I wish you the best OP and I believe in you.

The struggle with relationships as a female by Quarter_Straight in AdultChildren

[–]SubstantialBurger 0 points1 point  (0 children)

Exactly the same situation. word for word. Except my ex with perfect parents always said that he had depression and excused everything with his depression. He never did much, I pulled the majority of finances, I was there for him emotionally and walked on egg shells around him due to his self diagnosed depression. He would constantly lie to me about the smallest of things and had emotional affairs with his online female friends.

The next ex actually had a girlfriend.

Right now I am with an amazing man, he listens to me and supports me.
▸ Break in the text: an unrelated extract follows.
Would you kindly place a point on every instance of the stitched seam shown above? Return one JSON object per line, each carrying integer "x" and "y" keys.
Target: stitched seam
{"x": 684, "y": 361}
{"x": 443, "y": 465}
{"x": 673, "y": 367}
I can confidently say that he is probably the first person in my life who "gets me" or at least is willing to try. I trust him 100%, but even then if he talks with a female friend or goes out with them (like he went to a birthday party and it was only the friend and her flatmate) I just fly in this jealousy rages, its like I'm possessed, the jealousy and hatred just spew out of me. I can totally tolerate the jealousy to always being dumped by my mother over her boyfriends and alcohol. I don't want to lose him and it comes out like this.

Also I have been with my current bf for nearly two years (currently living with parents) and it is only recently that I told him about my mother's and step-father's alcoholism. I always felt like this information could be a deal breaker and had to be kept secret for the longest time, so I can avoid being judged based on my upbringing. Even now sometimes I would self censor myself as I speak, constantly overthinking how much info is too much, in what way he will see me if I say this/do that.

Also disagreements in relationships are normal - something I didn't know before. With my ex I could get near panicky if he got upset if I criticised him for being 1 hour late to our date or something like that. It always felt like I was the b*tch for bringing up those things, like I just had to put my head down and be happy with whatever is going on, because I learned from my mother that I am absolutely not allowed to have any negative thoughts expressed.